Par Alex Evis, directeur, chef de la gestion des risques, RPIA
avril 30, 2025

À l’aube du deuxième trimestre de 2025, il semble que l’incertitude à laquelle le marché fait face ne fait que s’accroître. Les conflits commerciaux, les guerres, l’imprévisibilité politique, les craintes liées à l’inflation et les valorisations exagérées constituent une combinaison de défis que la plupart des acteurs du marché n’ont jamais eu à relever de leur vivant. Les récentes ventes massives sur les marchés boursiers nous rappellent que les marchés financiers ont tendance à considérer les fluctuations extrêmes des cours comme peu probables. En fait, malgré leur élargissement récent, à l’heure où nous écrivons ces lignes (le 7 avril), les écarts de crédit (le rendement attendu des investisseurs en contrepartie du risque de défaillance) restent proches de leurs niveaux les plus bas depuis plusieurs décennies. 

Le paradoxe dans la perception des marchés réside dans cette idée selon laquelle les chocs seraient exceptionnels, mais les enjeux d’aujourd’hui seraient plus graves que ceux d’hier. Aucune de ces deux idées n’est vraie.

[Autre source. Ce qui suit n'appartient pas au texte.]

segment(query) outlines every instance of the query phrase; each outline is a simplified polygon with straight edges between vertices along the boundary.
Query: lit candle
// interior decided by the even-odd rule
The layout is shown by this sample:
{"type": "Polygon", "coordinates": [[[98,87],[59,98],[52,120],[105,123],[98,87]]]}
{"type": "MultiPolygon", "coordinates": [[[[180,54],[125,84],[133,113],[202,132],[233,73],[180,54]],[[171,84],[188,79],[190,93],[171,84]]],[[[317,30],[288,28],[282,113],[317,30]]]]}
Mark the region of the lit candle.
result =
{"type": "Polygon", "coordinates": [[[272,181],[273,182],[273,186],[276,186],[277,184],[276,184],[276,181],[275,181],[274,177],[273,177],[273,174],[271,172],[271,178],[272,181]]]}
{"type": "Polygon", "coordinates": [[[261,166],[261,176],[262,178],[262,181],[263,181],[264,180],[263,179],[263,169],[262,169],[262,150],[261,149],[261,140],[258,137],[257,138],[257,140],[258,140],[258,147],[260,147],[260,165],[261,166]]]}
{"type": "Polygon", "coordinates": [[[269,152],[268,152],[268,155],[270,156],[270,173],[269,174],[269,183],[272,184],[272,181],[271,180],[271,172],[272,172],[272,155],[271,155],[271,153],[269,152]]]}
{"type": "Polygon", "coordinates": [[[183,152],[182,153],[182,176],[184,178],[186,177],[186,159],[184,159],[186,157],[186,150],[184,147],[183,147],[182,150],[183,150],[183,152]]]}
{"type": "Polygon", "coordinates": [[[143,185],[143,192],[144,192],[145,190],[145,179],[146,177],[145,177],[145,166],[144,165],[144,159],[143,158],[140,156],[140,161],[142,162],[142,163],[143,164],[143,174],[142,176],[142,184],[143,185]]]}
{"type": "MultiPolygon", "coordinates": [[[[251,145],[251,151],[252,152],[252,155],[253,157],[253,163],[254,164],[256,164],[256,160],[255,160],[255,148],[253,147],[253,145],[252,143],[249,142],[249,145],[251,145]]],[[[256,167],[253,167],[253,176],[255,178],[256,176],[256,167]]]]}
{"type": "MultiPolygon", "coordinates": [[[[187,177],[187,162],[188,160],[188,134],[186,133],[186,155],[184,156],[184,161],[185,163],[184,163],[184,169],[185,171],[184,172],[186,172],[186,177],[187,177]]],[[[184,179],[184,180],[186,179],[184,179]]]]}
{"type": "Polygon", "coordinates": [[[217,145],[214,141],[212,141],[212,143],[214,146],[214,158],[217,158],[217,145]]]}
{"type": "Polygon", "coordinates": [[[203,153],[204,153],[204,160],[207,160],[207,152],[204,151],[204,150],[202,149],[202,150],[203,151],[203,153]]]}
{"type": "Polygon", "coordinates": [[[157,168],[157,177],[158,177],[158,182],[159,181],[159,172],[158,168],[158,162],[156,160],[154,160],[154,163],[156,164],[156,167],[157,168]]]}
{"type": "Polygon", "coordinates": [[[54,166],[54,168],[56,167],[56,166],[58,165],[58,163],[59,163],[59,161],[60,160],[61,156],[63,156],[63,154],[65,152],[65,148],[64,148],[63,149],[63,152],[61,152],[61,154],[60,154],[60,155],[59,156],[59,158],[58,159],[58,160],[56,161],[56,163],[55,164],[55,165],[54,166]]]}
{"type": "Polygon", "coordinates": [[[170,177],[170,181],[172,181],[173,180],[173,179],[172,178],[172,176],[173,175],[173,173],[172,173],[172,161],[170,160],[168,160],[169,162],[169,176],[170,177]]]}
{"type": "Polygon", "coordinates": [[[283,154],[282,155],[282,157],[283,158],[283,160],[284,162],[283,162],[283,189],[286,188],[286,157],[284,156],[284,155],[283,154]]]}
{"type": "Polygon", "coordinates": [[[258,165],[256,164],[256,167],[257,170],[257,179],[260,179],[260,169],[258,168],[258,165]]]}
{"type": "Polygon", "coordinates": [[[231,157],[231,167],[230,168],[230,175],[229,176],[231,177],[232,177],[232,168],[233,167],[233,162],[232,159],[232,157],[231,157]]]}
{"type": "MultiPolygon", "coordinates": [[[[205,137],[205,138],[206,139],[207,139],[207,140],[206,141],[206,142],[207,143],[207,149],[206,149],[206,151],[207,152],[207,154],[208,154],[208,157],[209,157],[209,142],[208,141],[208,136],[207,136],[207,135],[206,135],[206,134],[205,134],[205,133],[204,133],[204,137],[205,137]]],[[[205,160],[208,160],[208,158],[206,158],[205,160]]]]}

Mythe no 1 : Les crises sont rares

Bien que les investisseurs reconnaissent constamment l’incertitude à laquelle ils sont confrontés de manière générale, ils omettent souvent de prendre en compte correctement les résultats extrêmes. C’est pourquoi la plupart des modèles de risque tentent d’incorporer les « queues grasses » dans leurs distributions, afin de s’assurer que les fluctuations importantes des cours, relativement fréquentes, soient prises en compte mathématiquement.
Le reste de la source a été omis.